Adana Halk Kültüründe Kısmet Açma


Legendary

Önerilen İletiler

Adana Halk Kültüründe Kısmet Açma

 

Okt. Ayşe BAŞÇETİNÇELİK

Çukurova Üniversitesi Türk Dili Okutmanı

 

Adet ve inanışlar halk kültürünün vazgeçilmez unsurlarıdır. İlkel insandan bugüne,

inanışlar insanların yaşamına karışmış, bütün davranışlarına yön vermiştir. Doğa varlıklarının

birer tanrı, yardımcı tanrı olarak nitelendiği dönemlerde onlarla ilgili davranışlar, görevler,

zamanla birer inanış niteliği kazanmıştır. Güneşin, ayın, yıldızların tanrı olarak kabul edildiği

çağlarda onlara saygı göstermek bir din görevi olmuştur. Çağların akışı içerisinde bu görev

davranışlar, birtakım değişikliklerle inanış halini almıştır.

 

Bugün, tüm inanışların kaynağında çok tanrılı dinleri, tek tanrılı dinleri ve günlük yaşam olaylarını görmek mümkündür.

İnanç, felsefede, doğruluğuna ilişkin yeterli bilgi temelleri olmadan bir önermenin

geçerliliğini onaylama, inanma, iç gözleme dayanan bir davranıştır. Bir başka söyleyişle , bir

kimsenin günlük yaşamını, davranışlarını etkileyen, başkalarından öğrenme yoluyla kazanılan

bir düşünce varlığı olan inanışın edinilmesinde, kişinin deneme yoluna sapması, geçerliliğini

kendi yaşamında geçen bir olayla tanıması gerekli değildir. İnanç, denenmeden, akıl

kurallarına, mantık ilkelerine uygulamadan benimsenen, genel geçerliliğini yalnızca

başkalarından aktarılan olaylara, söylentilere borçlu olan bir düşünce ürünüdür. İnançların

yaygın olanları bile deneyle saptanamaz.

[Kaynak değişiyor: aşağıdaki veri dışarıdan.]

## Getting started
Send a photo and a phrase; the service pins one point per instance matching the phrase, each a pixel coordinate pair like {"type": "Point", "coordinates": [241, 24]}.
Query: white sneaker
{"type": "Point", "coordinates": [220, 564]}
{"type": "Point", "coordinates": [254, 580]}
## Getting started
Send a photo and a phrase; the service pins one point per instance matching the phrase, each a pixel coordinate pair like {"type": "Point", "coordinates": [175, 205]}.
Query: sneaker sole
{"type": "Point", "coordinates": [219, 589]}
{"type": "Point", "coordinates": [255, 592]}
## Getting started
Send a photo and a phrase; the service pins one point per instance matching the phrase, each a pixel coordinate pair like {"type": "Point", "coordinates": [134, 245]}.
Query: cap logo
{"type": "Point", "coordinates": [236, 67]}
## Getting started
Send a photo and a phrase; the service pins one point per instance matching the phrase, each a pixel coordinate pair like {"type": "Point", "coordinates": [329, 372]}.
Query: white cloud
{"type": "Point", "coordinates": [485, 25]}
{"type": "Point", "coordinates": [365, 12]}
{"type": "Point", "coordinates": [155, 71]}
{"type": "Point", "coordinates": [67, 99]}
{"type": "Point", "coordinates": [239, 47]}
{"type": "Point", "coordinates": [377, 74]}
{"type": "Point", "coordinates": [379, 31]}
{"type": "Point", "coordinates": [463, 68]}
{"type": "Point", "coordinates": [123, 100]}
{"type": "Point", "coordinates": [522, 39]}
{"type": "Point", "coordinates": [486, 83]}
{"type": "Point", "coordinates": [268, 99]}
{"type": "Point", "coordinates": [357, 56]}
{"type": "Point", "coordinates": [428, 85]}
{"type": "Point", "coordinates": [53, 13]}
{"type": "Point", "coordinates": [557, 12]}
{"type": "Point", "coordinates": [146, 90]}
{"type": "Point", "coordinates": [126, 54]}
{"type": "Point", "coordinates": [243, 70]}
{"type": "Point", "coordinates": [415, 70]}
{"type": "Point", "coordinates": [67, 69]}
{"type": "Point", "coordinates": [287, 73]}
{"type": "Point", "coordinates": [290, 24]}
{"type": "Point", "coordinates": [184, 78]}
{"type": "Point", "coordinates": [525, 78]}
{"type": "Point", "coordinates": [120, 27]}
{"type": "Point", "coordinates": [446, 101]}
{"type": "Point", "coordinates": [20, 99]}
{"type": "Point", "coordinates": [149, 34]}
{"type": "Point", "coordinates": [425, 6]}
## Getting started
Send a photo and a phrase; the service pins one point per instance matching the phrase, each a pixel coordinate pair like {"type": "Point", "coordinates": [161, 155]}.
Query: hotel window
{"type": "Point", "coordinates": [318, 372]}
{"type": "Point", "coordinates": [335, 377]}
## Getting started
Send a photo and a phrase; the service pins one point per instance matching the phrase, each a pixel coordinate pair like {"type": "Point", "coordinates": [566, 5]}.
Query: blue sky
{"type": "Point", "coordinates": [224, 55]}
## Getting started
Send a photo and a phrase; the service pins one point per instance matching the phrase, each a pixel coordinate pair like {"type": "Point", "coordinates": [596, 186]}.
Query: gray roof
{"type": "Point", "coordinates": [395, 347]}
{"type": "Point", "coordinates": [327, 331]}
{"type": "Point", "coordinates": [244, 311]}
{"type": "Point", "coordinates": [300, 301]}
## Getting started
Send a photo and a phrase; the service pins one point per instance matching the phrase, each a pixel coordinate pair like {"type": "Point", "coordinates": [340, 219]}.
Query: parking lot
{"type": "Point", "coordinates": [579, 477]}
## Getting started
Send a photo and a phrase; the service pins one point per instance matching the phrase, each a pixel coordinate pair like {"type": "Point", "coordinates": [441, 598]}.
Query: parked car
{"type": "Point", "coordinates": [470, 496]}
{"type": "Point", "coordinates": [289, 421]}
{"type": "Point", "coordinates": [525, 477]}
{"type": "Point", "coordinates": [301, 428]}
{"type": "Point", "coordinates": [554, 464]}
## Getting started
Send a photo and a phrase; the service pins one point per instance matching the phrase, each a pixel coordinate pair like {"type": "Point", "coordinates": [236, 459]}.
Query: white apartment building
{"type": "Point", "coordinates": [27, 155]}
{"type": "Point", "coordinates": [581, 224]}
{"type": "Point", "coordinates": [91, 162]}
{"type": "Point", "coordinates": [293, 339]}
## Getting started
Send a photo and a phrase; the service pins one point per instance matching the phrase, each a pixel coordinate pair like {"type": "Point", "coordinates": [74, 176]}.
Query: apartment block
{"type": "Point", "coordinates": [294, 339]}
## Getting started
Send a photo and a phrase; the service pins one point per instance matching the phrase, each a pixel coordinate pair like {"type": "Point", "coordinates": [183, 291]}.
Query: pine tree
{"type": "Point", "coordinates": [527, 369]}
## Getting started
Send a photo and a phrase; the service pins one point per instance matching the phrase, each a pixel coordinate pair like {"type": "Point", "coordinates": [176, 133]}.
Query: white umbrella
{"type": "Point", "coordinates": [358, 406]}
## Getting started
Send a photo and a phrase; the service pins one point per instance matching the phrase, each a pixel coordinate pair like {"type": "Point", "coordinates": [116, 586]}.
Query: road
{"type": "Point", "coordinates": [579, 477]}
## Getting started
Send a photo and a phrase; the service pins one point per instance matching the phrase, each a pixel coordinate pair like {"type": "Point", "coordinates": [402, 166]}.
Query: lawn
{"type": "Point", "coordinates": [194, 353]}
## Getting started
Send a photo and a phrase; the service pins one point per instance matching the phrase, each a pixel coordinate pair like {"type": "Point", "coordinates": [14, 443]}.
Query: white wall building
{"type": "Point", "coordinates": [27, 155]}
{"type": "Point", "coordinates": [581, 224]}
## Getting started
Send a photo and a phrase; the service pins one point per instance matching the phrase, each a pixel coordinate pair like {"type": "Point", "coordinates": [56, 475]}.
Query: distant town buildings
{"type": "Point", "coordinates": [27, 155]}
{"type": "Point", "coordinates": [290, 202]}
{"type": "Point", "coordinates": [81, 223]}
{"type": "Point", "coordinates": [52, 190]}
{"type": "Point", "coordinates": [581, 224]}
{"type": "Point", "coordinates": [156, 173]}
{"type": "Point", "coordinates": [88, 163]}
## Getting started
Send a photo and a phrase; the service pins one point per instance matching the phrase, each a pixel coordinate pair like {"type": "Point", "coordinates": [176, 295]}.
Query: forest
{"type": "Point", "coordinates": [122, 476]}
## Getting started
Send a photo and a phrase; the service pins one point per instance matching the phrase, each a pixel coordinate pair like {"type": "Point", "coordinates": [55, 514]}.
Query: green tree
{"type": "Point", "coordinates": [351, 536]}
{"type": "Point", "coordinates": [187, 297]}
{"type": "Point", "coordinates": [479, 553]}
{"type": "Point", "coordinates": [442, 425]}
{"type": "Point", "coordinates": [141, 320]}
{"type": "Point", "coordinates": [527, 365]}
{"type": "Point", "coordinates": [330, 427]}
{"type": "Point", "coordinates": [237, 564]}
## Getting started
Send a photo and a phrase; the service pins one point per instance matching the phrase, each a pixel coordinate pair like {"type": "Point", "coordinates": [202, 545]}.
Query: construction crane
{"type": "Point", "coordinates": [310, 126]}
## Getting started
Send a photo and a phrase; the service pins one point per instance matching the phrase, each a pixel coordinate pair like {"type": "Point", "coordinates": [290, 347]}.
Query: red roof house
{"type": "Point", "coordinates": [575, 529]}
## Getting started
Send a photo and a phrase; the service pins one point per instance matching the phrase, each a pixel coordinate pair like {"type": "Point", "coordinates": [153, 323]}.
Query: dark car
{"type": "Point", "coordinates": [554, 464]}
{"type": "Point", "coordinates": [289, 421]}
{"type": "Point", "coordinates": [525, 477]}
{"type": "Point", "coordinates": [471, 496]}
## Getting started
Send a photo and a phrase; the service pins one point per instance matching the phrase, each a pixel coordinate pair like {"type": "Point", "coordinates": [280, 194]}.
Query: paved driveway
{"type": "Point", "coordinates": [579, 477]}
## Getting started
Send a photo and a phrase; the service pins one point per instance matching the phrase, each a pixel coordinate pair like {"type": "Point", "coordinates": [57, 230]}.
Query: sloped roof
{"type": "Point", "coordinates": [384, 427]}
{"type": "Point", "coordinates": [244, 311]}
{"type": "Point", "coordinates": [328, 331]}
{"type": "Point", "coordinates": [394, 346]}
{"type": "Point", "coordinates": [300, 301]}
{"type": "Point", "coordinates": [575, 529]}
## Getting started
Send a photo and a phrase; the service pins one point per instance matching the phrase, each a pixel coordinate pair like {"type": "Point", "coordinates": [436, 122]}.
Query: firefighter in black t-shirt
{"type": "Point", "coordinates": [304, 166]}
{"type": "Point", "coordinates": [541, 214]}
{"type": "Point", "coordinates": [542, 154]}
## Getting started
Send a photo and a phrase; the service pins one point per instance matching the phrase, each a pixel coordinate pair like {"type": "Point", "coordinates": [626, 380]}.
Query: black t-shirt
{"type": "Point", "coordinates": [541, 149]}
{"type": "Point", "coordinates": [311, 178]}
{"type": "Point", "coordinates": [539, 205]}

Bütün inançlar kaynakları dışına çıktıkça, deney

dışı, akıl dışı bir nitelik taşır.

 

Dilimizde bugün, batıl itikad, batıl inanış, boş inanış, hurafe, olarak adlandırılan bir

çok adet ve inanmanın kökeninin çok eski devirlere kadar uzandığını görüyoruz. Her kültürde,

semavi dinlere geçen toplumlar, semavi dinler öncesi inanç sistemlerindeki adet ve

inanmalarını birden bırakamazlar. Yeni dinlerinin özüne ters bile olsa, bunları yeni dinlerinin

rengine ve kalıbına uydurarak, o dinin gereğindenmiş gibi uygularlar.

 

Günümüzde yaşayan pek çok adet ve inanmada İslamiyet öncesi inanç sistemlerinin

izleri görülür. Türkler İslamiyeti kabul ettikten sonra, o güne kadar etkisinde kaldıkları inanç

sistemlerinin kalıntılarını girdikleri bu yeni dine de getirmişlerdir. Orta Asya'daki Türk

kavimleri arasında yaygın olan ve çoğu kez hasta tedavi etmek için bir şaman tarafından özel

ayinlerle yapılan büyülük işlemler, kalıntılarını bugünkü toplumumuzda da sürdürmektedir.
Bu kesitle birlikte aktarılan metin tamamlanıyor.